Conflict resolution

  • I have been bitten by what I consider a problem or bug in conflict resolution - twice now. I was hoping someone has seen this or knows how to prevent it, because I haven't been able to find any information on it.

    Here's the situation. I have merge replication setup between a SQL2000 publisher and a couple dozen Desktop engines (MSDE 2000). On some of the replicated tables I have triggers that are NOT set "NOT FOR REPLICATION", in other words, the triggers will fire when the merge agent modifies data. This is what I intended. Now, the problem that occured is an errant maintenance script "broke" one of these triggers - one time by incorrectly altering a table that the trigger wrote to, and another time by removing a function that the trigger used. These were errors on my part, but the resulting havac on the data via conflict resolution is what really irks me. The scenario goes like this: a record is inserted (doesn't matter where - subscriber or publisher). When that record is replicated to a subscriber that has a "broken" trigger, the conflict resolver winds up DELETING the record from the publisher, and subsequently all other subscribers that may have already received it. The conflict description (reason_text) says "A record was inserted at <some server> but could not be inserted at <broken server> due to an unspecified error."

    Why would it decide to remove the record just because one subscriber had a problem with it? I thought about priority options, but I don't think that would have made a difference. I currently have all subscriptions set to use the priority of the publisher, since all subscribers and all users at the publisher are peers. No one has more "rank" than the others.

    Anyone seen this behaivor? Know of a fix?

    Jay


    Jay Madren

  • Because the transaction cannot be considered committed until its committed on all subscribers in a merge replication topology, if any of them roll back the transaction (ie. fails it.) that roolback is merge replicated back to all participants. This is an inherint part of merge replication and how it should work by design. When your working with multiple databases updating a common set of data, you must view it from the larger vantage point. You wouldn't want a transaction partially updated through your databases. That would wreak all kinds of havoc.

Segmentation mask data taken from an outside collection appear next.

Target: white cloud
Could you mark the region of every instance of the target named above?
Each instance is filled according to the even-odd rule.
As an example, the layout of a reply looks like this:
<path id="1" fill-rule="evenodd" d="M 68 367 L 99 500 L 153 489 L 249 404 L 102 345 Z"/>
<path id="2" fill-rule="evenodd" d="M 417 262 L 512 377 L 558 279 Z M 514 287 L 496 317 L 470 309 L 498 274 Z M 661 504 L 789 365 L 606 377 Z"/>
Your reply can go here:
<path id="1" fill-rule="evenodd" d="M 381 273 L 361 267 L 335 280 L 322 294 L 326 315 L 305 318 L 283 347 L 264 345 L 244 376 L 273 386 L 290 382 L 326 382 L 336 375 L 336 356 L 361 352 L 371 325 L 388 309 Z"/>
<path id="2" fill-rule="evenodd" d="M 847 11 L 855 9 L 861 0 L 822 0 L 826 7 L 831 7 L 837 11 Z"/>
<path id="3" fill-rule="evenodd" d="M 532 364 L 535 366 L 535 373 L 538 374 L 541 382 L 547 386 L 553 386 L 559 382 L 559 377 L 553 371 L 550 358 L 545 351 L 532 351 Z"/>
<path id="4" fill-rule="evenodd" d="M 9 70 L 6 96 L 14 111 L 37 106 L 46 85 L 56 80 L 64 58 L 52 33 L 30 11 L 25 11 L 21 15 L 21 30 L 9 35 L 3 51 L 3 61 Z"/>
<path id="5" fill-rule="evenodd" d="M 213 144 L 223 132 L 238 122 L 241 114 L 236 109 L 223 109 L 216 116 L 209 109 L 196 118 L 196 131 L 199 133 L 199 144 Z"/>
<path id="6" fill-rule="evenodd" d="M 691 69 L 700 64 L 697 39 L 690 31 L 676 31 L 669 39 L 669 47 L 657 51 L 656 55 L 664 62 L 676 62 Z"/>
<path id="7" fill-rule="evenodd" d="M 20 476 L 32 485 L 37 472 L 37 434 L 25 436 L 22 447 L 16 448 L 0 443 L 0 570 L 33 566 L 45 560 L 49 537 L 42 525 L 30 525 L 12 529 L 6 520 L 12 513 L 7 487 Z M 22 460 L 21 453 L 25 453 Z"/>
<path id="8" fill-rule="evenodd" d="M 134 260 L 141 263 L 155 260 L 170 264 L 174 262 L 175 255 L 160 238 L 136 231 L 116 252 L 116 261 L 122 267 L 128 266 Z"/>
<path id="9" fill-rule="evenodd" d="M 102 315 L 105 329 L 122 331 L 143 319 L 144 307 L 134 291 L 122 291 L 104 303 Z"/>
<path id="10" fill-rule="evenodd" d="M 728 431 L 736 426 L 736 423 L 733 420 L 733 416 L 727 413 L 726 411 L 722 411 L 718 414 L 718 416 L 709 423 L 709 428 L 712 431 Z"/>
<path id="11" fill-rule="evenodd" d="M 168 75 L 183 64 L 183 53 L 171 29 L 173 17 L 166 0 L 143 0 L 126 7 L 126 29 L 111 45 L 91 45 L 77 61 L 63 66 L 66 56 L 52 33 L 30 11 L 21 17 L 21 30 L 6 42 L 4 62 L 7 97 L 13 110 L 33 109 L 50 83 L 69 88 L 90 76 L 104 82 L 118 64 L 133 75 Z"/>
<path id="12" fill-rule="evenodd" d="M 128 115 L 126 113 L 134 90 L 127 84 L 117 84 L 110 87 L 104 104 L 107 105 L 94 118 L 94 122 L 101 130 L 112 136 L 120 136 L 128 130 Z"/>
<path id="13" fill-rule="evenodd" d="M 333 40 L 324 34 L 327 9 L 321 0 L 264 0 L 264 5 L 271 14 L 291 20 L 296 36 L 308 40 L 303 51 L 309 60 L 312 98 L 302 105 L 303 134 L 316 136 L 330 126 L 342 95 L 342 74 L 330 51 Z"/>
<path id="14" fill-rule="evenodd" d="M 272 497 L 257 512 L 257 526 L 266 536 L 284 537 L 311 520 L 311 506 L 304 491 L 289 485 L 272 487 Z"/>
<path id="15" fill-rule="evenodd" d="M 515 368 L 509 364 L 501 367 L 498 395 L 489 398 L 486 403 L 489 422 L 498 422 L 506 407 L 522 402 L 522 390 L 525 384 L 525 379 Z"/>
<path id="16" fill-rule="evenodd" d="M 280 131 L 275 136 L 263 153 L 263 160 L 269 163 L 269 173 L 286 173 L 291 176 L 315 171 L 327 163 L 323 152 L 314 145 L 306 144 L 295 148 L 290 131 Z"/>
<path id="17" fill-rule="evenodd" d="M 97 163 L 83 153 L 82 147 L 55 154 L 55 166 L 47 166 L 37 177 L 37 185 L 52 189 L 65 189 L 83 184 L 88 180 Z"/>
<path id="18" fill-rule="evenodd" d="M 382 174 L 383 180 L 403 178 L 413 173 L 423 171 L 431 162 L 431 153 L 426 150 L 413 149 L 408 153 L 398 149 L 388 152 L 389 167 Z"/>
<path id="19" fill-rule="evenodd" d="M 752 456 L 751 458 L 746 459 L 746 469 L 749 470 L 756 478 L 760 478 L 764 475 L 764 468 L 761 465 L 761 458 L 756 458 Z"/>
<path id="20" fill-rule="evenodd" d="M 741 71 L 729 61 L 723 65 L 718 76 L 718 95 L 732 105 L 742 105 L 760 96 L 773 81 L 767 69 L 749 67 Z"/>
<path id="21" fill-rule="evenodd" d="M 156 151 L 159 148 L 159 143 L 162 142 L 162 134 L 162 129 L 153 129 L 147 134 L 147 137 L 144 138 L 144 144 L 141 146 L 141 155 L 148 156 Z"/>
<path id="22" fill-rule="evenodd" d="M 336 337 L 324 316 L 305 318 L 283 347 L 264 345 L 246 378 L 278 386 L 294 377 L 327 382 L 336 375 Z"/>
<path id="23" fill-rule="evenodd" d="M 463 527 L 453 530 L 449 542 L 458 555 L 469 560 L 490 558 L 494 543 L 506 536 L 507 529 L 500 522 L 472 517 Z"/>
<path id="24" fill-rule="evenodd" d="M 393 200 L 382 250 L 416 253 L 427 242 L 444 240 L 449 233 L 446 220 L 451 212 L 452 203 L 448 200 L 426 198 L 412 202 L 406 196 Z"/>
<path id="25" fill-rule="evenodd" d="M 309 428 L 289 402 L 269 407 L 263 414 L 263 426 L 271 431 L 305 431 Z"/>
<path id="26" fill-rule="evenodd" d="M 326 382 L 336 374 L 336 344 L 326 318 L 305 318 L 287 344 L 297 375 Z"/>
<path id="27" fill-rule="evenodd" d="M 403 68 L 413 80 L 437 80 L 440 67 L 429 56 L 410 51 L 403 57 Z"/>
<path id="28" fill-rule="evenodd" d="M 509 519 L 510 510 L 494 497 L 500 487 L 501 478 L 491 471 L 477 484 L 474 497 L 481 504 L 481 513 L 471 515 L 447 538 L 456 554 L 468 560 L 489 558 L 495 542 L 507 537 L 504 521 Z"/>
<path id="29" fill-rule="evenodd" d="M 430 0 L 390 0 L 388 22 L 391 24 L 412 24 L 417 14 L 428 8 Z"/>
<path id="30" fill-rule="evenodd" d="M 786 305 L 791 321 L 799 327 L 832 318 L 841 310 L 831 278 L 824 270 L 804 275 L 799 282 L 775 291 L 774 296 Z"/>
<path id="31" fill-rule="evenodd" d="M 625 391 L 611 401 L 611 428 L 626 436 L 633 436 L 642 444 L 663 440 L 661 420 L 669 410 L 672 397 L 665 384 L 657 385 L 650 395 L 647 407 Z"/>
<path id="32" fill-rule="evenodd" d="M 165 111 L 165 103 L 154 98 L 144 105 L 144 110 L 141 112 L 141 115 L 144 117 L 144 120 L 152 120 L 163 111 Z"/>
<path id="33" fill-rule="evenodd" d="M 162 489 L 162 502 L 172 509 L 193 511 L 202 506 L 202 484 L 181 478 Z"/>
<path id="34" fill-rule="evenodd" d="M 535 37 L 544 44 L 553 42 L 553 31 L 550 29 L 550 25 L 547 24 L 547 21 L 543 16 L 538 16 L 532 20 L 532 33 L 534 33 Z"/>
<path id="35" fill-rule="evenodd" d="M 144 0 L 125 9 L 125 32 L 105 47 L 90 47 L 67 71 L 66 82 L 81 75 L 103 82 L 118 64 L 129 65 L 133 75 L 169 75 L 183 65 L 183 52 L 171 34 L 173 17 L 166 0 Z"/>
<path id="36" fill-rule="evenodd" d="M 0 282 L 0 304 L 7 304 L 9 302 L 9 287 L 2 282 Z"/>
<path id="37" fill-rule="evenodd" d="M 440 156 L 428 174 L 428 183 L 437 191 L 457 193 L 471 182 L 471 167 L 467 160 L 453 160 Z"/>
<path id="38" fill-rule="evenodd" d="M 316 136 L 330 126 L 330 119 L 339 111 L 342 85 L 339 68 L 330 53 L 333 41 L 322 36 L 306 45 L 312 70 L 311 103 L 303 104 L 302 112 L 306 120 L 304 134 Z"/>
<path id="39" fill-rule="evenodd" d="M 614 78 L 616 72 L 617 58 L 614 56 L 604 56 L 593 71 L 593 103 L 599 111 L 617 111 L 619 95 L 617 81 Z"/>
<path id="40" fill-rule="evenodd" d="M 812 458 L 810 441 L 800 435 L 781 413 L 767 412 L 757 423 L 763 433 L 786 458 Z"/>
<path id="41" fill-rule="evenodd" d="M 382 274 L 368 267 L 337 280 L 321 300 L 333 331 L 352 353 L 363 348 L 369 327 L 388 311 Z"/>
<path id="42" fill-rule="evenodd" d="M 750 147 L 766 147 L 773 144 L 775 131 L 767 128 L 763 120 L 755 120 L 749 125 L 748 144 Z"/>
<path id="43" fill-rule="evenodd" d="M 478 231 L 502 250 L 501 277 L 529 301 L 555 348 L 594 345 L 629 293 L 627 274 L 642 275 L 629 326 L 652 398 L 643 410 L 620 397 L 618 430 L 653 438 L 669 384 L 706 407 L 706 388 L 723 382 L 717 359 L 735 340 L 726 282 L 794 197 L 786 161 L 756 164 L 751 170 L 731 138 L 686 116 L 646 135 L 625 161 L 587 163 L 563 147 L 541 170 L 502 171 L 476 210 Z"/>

    I would suggest updating all of your code in all of your databases to a common base which does not fail the transactions and then re-initializing your replications to syncronize your data.

  • Hmm. I understand that rationale when used in context of enforcing contraints. But this was caused by an error. Either way though, the process should notify the original record creator that there was a problem (or violation) so he can take appropriate action. What happened here though is several records were deleted over the course of a couple days and no one knew about it until they ran some summary reports.

    As far as a common code base, that's what I have. The problem came when I was pushing out some updates to that base. These are all on-demand dialup or VPN, so I can not directly access them to perform the updates and verify their success. I have to send scripts that may not get picked up for days. Overall, this whole thing is very complicated and difficult to keep cohesive, so this little glitch is yet another aggravation (though a little more significant).

    So, a followup question is, since I can never guarantee that my code is infallible, how do I build in protection against losing records in this manner? And in case you're thinking interactive conflict resolution, that's not a workable solution.

    Thanks,

    Jay


    Jay Madren

  • You might need to figure out some form of versioning and version checking schema to prevent procs or triggers from running if the code is not updated properly, would be my first line of thought. In other words, if the version in the proc didn't match the version in the local database table, do something to synch them before going any further.

    You might also be able to do it with a more robust set of error logging routines in your triggers or code, that merge replicated the errors logged back to your central repository as well, where you could send out new updates to correct the logged problems.

    In a situation like that, I think I would have a master set of tables which were not replicated, which held the definitive data, and a set of tables merge replicated which were the transactions going into my master tables. In other words, seperate the transactions from the repository. If this were done in combination with the robust error logging and the code versioning, then the scenario would go more like this.

    A transaction is replicated from or to a subscriber, the trigger would check its own version against a table containing the current version info and if found to be the correct version would process the transaction record into the other master tables. This would allow for logging, auditing, etc. On an incorrect version, it could generate an error which is replicated back to your central area, and you would be aware and could correct. either way, write your code so that an error would not prevent the insert from occurring somewhere.

    Placing a trigger on a replicated column is really one of those not good things to do. Thats not to say that its not done all over, its just not a good practice. The replicated record cannot commit until the code from the trigger executes and this holds up replication, ties up network resources, and on failures, rolls back the transaction that the trigger failed on. Try to redesign the process to seperate the two.